Bei einem Virus wie Sars-CoV-2 sei es nicht möglich, diese harmlosen Infektionen durch weitere Impfungen zu verhindern, betonte der Wissenschaftler. Auch die Reduzierung der Inzidenzen sei kein Impfziel: „Es geht nicht darum, dass wir dieses Zahlenspiel der Inzidenzen irgendwie weiterspielen“, sagte Bogdan. Der Fokus liegt vielmehr auf der Vermeidung schwerer Erkrankungen bei gefährdeten Menschen wie älteren Menschen und Menschen mit Vorerkrankungen. Dementsprechend empfiehlt Stiko bislang keine zweiten Auffrischungsimpfungen für die gesamte Bevölkerung, sondern zum Beispiel für die über 60-Jährigen.

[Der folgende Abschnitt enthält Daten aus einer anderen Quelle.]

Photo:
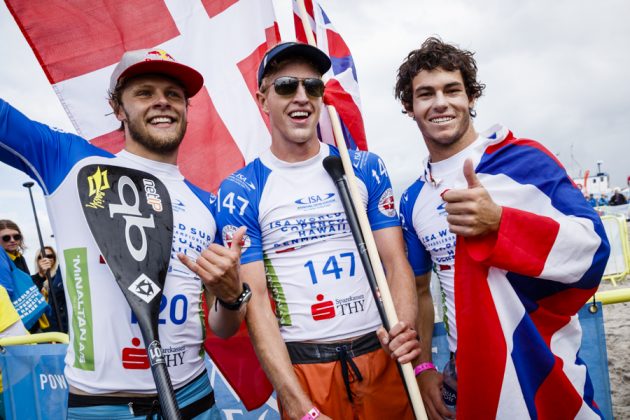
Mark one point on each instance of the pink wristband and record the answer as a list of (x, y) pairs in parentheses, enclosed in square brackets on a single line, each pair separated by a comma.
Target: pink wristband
[(312, 414), (422, 367)]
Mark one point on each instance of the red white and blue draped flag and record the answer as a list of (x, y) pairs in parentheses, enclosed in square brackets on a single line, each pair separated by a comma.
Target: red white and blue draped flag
[(78, 45), (342, 89)]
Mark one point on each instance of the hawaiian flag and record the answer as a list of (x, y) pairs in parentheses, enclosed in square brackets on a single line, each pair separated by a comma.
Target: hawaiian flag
[(79, 43), (342, 89)]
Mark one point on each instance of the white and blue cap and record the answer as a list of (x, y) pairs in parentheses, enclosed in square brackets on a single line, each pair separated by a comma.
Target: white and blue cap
[(134, 63), (294, 49)]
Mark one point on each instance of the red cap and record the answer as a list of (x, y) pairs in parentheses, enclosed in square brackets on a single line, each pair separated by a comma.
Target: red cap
[(156, 61)]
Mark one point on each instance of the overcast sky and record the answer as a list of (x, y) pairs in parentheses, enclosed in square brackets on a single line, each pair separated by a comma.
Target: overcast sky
[(556, 71)]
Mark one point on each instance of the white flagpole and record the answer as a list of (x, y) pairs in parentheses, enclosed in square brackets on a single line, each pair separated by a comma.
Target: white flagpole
[(388, 303)]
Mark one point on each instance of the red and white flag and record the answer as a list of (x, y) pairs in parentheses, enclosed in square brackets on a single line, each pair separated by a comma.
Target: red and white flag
[(79, 43)]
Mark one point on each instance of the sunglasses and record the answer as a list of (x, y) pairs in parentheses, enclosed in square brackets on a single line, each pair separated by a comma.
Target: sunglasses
[(287, 85), (16, 237)]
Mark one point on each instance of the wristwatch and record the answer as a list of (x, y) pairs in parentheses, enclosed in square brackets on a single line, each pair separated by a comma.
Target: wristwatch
[(240, 301)]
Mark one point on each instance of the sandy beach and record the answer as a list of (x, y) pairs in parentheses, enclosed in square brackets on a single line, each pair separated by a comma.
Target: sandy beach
[(617, 326)]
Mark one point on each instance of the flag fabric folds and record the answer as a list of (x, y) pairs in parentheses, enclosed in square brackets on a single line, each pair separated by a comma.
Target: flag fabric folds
[(79, 43), (342, 89)]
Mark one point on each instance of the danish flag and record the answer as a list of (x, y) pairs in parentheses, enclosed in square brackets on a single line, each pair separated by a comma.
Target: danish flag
[(79, 43)]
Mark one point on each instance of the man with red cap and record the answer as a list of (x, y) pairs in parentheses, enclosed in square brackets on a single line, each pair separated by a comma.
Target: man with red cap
[(107, 366)]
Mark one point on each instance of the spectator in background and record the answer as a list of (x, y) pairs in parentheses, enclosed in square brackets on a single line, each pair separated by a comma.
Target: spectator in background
[(617, 198), (47, 267), (13, 243)]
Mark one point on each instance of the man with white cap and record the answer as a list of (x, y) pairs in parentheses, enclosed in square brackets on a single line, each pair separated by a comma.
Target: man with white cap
[(107, 366), (320, 348)]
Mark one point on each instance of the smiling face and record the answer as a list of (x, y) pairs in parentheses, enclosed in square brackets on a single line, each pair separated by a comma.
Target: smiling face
[(153, 109), (441, 110), (11, 245), (293, 118)]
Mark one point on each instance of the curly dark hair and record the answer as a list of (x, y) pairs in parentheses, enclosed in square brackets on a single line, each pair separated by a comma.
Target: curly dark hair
[(432, 54)]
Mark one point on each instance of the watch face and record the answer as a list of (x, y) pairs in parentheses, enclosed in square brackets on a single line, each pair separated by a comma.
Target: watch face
[(246, 295)]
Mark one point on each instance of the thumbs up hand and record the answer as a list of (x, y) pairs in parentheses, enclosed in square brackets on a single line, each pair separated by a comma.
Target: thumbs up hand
[(218, 267), (471, 211)]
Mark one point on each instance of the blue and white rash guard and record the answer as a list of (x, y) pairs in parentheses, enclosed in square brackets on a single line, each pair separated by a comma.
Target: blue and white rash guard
[(296, 225), (106, 353)]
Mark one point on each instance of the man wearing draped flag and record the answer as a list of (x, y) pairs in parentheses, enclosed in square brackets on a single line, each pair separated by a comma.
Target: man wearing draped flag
[(79, 58)]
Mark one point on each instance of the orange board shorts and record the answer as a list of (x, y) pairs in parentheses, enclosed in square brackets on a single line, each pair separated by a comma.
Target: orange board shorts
[(379, 395)]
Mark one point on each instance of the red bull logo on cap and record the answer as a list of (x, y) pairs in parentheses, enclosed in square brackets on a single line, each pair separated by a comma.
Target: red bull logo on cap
[(386, 203), (159, 55)]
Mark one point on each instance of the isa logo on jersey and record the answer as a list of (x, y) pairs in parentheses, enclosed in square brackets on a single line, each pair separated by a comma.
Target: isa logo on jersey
[(386, 203), (227, 235)]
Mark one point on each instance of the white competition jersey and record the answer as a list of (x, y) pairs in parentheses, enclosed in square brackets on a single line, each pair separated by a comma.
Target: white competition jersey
[(297, 225), (106, 352), (430, 244)]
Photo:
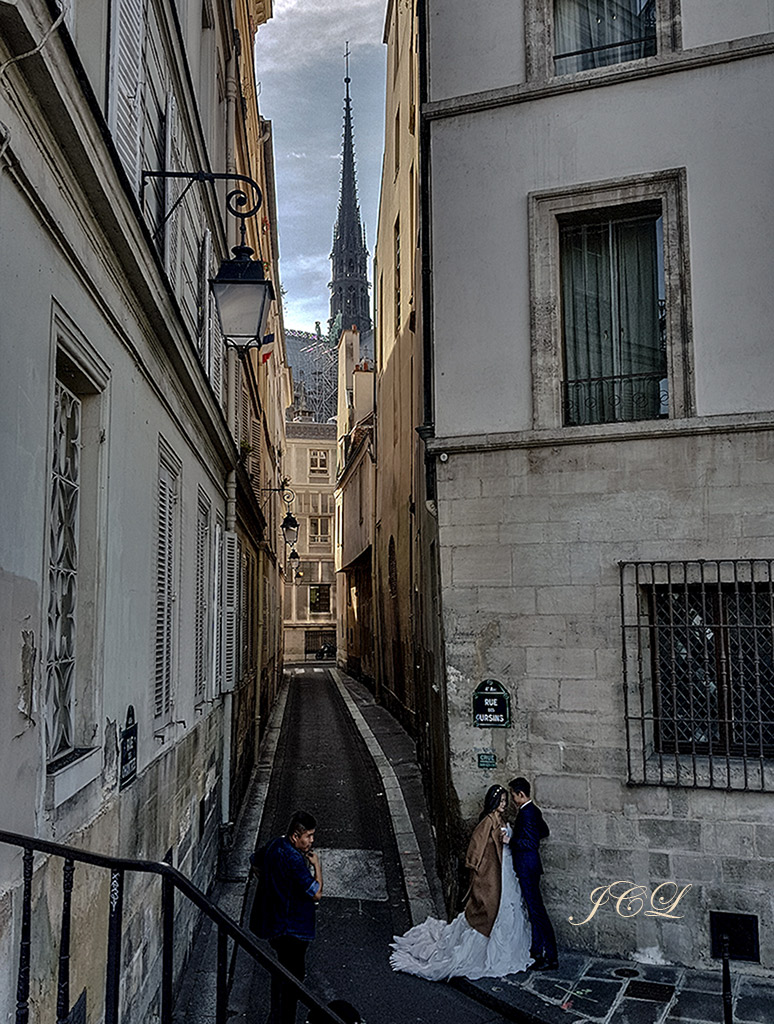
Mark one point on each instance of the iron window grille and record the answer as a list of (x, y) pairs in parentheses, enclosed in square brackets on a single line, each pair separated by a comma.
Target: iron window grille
[(613, 318), (319, 598), (698, 673)]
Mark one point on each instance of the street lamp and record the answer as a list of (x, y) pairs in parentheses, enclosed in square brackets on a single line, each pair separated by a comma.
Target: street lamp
[(243, 295), (289, 527)]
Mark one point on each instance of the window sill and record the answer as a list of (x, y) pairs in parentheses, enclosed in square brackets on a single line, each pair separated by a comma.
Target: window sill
[(62, 783)]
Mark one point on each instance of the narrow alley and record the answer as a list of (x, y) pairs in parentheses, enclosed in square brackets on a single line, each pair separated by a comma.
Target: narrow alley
[(324, 733)]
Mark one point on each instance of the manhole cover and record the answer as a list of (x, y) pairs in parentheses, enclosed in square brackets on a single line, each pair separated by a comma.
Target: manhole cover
[(650, 990)]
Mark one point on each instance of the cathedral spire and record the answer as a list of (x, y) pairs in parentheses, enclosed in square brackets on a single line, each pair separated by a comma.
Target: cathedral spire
[(349, 256)]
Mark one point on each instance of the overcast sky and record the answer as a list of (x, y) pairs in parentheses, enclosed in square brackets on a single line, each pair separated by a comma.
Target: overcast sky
[(299, 60)]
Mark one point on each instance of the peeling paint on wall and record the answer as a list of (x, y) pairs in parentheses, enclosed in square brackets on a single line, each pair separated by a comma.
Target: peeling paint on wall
[(26, 689)]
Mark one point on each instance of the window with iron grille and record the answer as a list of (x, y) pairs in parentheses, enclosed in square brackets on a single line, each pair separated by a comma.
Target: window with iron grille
[(595, 33), (318, 462), (319, 597), (613, 318), (319, 529), (698, 656)]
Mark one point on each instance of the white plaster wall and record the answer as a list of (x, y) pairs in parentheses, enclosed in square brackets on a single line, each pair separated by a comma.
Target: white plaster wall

Dies ist derzeit die einzige Gruppe, in der es laut einem anderen RKI-Bericht vom Donnerstag noch zu einem relevanten Anstieg der Covid-19-Impfungen kommt. Der allgemeine Abwärtstrend setzte sich auch nach dem Hochsommer fort: „Im September 2022 wurde mit rund 636.400 Impfungen in rund 24.900 Impfstellen der bisherige Tiefpunkt des Covid-19-Impfverlaufs erreicht“, heißt es im monatlichen Impfbericht. Das RKI appellierte, dass in Pflegeeinrichtungen die anstehenden Grippeimpfungen „unbedingt“ zum Anlass genommen werden müssten, den Covid-19-Impfschutz zu vervollständigen.